Alex Kosmitoras, blind from birth, is an otherwise normal high school boy, until he develops powers of foretelling the future, as well as perceiving events currently happening elsewhere. His new friends Simmi and Shapri, two girls in his class, have been drawn to him because they also have powers. Simmi can affect people’s moods and Shapri can speak to the dead. Shortly after meeting Simmi, Alex begins to have feelings for her. Then he has a vision of her gruesome death. Prevention of this disaster becomes his obsession, compelling him to hone his powers and push his own boundaries. Alex must crack the mystery of his visions and stop a telekinetic boy named Dax from killing the girl he loves.
Farsighted was exciting and engaging. Emlyn’s characters were lovable and she made me want to know what happened to them.
Alex’s bravery through his challenges and his manliness was refreshing and made me respect him. I connected with him from the first few pages, loving his frank perspective and unique challenges. His many, shifting emotions were dead-on for a sixteen-year-old boy, and they enriched the story. I really enjoyed the view into his sightless world under the context that he had never seen before. Omitting that aspect from his descriptions made the descriptions sizzle, and that takes talent. Only once or twice did I think, “Would a blind boy be able to tell that was happening?” The plot engaged me as I was pulled through the book by the
momentum of the story, not left hanging by too much description or rabbit trails.
A few of the dramatic scenes seemed rushed. With all the great emotional description of Alex’s feelings through the rest of the book, I was surprised how little some of the big scenes were explored in this way. The scenes of Alex’s dad’s disappearance and reappearance, the false breakup with Simmi, the fake romance with Shapri, Alex’s mom knowing the whole time about his powers, and the final confrontation with Dax left me wishing for more details, particularly in how everyone felt. The characters’ feelings here so richly described elsewhere that I expected it to flow through the whole narrative.
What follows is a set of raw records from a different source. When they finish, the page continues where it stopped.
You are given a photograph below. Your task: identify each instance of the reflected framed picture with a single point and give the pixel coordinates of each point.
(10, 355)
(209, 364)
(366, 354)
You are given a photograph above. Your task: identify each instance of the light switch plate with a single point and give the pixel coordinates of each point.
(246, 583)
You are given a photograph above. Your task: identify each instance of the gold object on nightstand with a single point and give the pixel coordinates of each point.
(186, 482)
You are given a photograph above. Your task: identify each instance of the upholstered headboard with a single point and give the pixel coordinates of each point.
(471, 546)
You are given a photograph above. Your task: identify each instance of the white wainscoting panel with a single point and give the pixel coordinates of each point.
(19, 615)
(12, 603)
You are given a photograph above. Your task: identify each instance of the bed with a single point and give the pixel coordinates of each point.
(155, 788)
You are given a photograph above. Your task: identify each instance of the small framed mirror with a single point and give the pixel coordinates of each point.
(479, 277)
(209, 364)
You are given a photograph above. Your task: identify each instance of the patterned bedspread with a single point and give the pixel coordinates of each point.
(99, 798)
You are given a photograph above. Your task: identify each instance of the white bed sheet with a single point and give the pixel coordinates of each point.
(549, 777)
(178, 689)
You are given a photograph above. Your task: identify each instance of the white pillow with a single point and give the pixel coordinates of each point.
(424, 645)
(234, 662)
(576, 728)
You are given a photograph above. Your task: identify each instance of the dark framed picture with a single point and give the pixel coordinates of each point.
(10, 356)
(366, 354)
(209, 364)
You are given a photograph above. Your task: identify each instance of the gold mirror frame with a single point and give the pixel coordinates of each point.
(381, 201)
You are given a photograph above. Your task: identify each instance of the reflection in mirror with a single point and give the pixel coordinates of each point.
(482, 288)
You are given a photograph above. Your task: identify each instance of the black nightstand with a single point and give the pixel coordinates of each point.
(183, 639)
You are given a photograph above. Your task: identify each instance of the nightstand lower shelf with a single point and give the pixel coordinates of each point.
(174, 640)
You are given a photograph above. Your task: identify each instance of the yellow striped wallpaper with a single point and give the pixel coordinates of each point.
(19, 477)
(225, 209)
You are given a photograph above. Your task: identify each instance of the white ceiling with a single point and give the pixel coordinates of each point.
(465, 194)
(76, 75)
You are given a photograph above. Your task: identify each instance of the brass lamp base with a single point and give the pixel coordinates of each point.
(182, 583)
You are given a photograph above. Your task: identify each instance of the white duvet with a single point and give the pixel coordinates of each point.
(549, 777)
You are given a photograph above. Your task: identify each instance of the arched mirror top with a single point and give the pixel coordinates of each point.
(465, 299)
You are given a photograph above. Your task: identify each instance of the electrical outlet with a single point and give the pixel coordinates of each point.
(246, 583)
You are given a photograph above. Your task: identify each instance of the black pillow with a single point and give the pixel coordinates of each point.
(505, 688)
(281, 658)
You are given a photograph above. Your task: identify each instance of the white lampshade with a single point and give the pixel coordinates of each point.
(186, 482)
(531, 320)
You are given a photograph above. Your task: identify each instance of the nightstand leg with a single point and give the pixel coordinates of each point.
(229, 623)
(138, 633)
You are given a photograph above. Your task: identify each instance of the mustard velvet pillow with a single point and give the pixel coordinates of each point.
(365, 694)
The description of Alex’s identification of people by their smell, and his awareness of what was happening through sound was fantastic. I wanted to hear all about his perceptions and impressions in this unique perspective.
Alex’s numerous and dramatic visions belied the quick ending. There was so much buildup to the horror of Simmi’s death and the evil nature of Dax that the tame ending felt a bit like an anticlimax. This is truer with real life than with a novel, and I felt Emlyn could have gotten more out of her ending.
The segue into a second book was obvious, but not so abrupt that I felt cheated. I’m looking forward to the next book in this series!